Из создавшейся ситуации гетман все-таки частично нашел выход, разрешив записываться в казаки всем желающим, но они в реестр не включались, а числились в «охотниках» или волонтерах. Это решение, пусть и половинчатое, в какой – то степени на время разрядило ситуацию. Одновременно Хмельницкий направил послание королю, напоминая о необходимости поскорее решать проблему с унией, а, кроме того, просил запретить панам, возвращающимся на Украину, брать с собой военные команды.
Несмотря на то, что недовольство условиями Зборовского мира нарастало у обеих сторон, зимой и весной 1650 года никаких враждебных действий ни со стороны польского правительства, ни со стороны казаков не предпринималось. Еще с осени Хмельницкий сосредоточился над составлением реестра казацкого войска. Фактически к казацкому сословию было отнесено довольно большое количество людей, так как казак вписывался в реестр вместе со своей семьей. Каждый вписанный в реестр казак получал в собственность земельный надел, на котором он прежде работал у пана. Гетман преимущественно принимал в реестр крестьян из имений Вишневецкого и Конецпольского, с тем, чтобы не дать возможности представителям этих родов вновь распространиться по Малороссии. Кроме того, у некоторых панов отбирались целые волости, под предлогом того, что они ими были захвачены самовольно из казенных земель. Из этих конфискованных угодий формировался особый фонд ранговых поместий, которые гетманом передавались генеральной и полковой старшине, не забывая и о себе. Помимо отданного ему королем на «булаву» Чигирина, Хмельницкий присоединил к своим владениям и богатое местечко Млиев, которое приносило его бывшему владельцу Конецпольскому до 200 000 талеров дохода. Крупными землевладельцами становились также многие «значные» казаки, не говоря уже о полковниках и казацкой старшине. По существу тем самым зарождался класс будущего пожалованного украинского дворянства. Получая в свою собственность земельный надел, казак освобождался от уплаты каких-либо налогов и сборов, он лишь обязан был за него нести военную службу. Так как обработать этот надел самостоятельно он возможности не имел, в виду постоянного пребывания на службе, то нанимал людей из «поспольства», которые, конечно, предпочитали работать на своих земляков-казаков, чем на пана, о чем справедливо отмечал в своем письме королю Адам Кисель. Если исходить из того, что семья казака в среднем состояла даже из четырех человек, да еще в хозяйстве имелось хотя бы 2-3 слуги, то, по меньшей мере, 300 000 человек, не считая проживавших в местечках и городах мещан, в трех украинных воеводствах были свободны от панской зависимости.
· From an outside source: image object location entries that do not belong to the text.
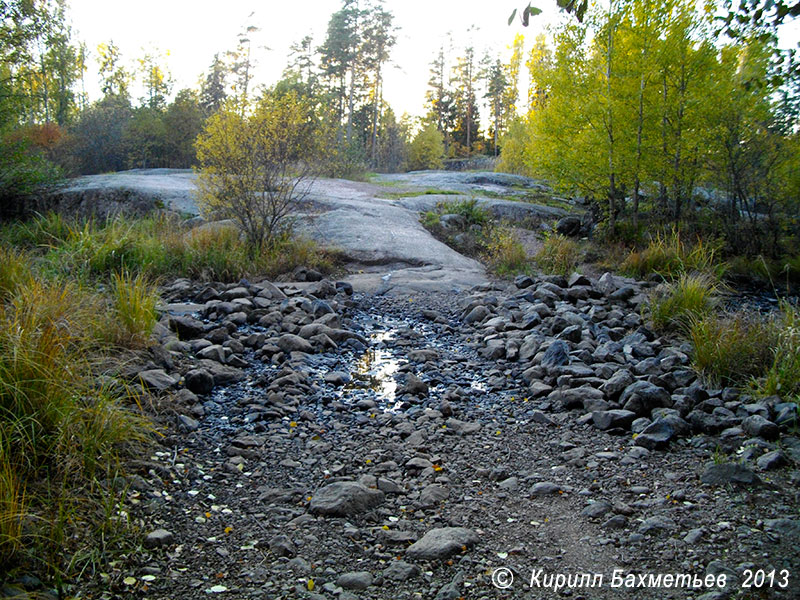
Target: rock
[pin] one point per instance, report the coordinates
(338, 378)
(596, 510)
(442, 543)
(433, 494)
(282, 545)
(556, 355)
(613, 419)
(772, 460)
(414, 386)
(199, 381)
(618, 382)
(656, 524)
(356, 580)
(476, 315)
(569, 226)
(289, 342)
(344, 498)
(187, 328)
(642, 397)
(545, 488)
(656, 435)
(758, 426)
(399, 570)
(158, 539)
(188, 423)
(523, 281)
(157, 380)
(728, 473)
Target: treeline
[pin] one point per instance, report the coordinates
(642, 109)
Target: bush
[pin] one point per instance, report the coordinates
(426, 151)
(670, 257)
(783, 376)
(505, 254)
(686, 300)
(558, 256)
(256, 169)
(732, 349)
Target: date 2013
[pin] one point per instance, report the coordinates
(761, 578)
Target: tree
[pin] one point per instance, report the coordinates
(183, 122)
(256, 168)
(213, 88)
(426, 151)
(114, 78)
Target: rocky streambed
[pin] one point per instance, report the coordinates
(324, 444)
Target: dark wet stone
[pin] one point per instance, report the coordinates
(344, 498)
(729, 473)
(442, 543)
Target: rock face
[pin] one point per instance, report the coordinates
(344, 498)
(442, 543)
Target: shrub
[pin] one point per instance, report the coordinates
(688, 299)
(558, 256)
(670, 257)
(505, 254)
(426, 150)
(133, 315)
(783, 376)
(256, 169)
(732, 349)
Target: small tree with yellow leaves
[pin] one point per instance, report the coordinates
(255, 167)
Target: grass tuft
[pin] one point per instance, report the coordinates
(670, 257)
(558, 256)
(505, 254)
(732, 349)
(689, 298)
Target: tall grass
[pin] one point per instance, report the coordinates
(558, 256)
(783, 376)
(689, 298)
(59, 431)
(669, 256)
(158, 247)
(505, 254)
(732, 349)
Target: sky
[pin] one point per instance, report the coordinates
(192, 31)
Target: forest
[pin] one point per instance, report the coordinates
(643, 109)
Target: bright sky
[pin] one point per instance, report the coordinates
(192, 31)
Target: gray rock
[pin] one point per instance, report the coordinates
(476, 315)
(657, 523)
(289, 342)
(356, 580)
(414, 386)
(199, 381)
(772, 460)
(433, 494)
(729, 473)
(344, 498)
(596, 510)
(758, 426)
(556, 355)
(442, 543)
(642, 397)
(399, 570)
(158, 539)
(157, 380)
(656, 435)
(613, 419)
(545, 488)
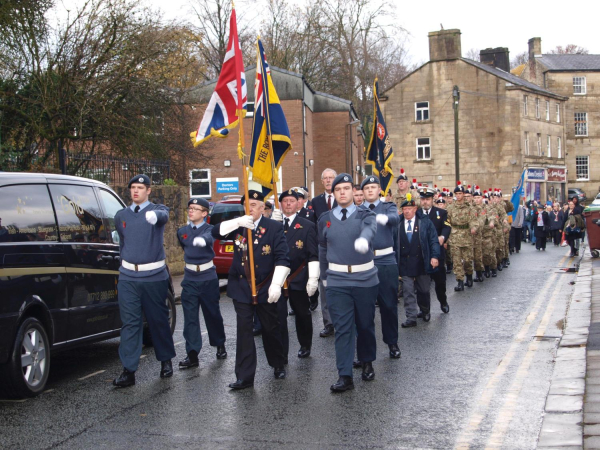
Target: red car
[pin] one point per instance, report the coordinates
(229, 207)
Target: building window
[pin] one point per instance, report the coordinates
(580, 124)
(421, 111)
(582, 167)
(200, 183)
(423, 149)
(579, 87)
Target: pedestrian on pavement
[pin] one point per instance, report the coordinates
(200, 285)
(385, 261)
(349, 274)
(143, 281)
(418, 258)
(271, 262)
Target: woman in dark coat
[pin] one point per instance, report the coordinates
(541, 225)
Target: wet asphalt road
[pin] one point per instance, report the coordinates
(474, 378)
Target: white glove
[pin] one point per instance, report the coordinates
(229, 225)
(277, 215)
(361, 245)
(313, 278)
(381, 219)
(199, 242)
(279, 276)
(151, 217)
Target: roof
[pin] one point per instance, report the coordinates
(513, 79)
(570, 62)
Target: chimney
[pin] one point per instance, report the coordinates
(496, 57)
(535, 47)
(444, 45)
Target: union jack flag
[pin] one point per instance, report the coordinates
(230, 95)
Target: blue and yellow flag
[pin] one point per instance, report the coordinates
(379, 153)
(269, 120)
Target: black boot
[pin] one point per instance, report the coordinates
(470, 280)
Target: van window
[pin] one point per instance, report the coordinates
(78, 213)
(26, 214)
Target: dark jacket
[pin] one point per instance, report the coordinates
(428, 245)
С принятием единого реестра количество казацких полков было сокращено до 16, хотя их численность уменьшилась не намного. Полки и сотни, из которых они состояли, по-прежнему, именовались по местам своей дислокации. Всего насчитывалось 220 сотен различной численности. Полковники и сотники в зоне своей ответственности являлись полноправными начальниками, решающими все вопросы административно-хозяйственной и судебной деятельности не только казаков, но и всего населения. Проще говоря на всей казацкой территории стало действовать административное устройство запорожской Сечи.
Помимо чисто казацких формирований в войсках Хмельницкого было значительное количество валашской ( молдавской и сербской ) конницы, а также отборное подразделение татар, составлявшее личную охрану гетмана.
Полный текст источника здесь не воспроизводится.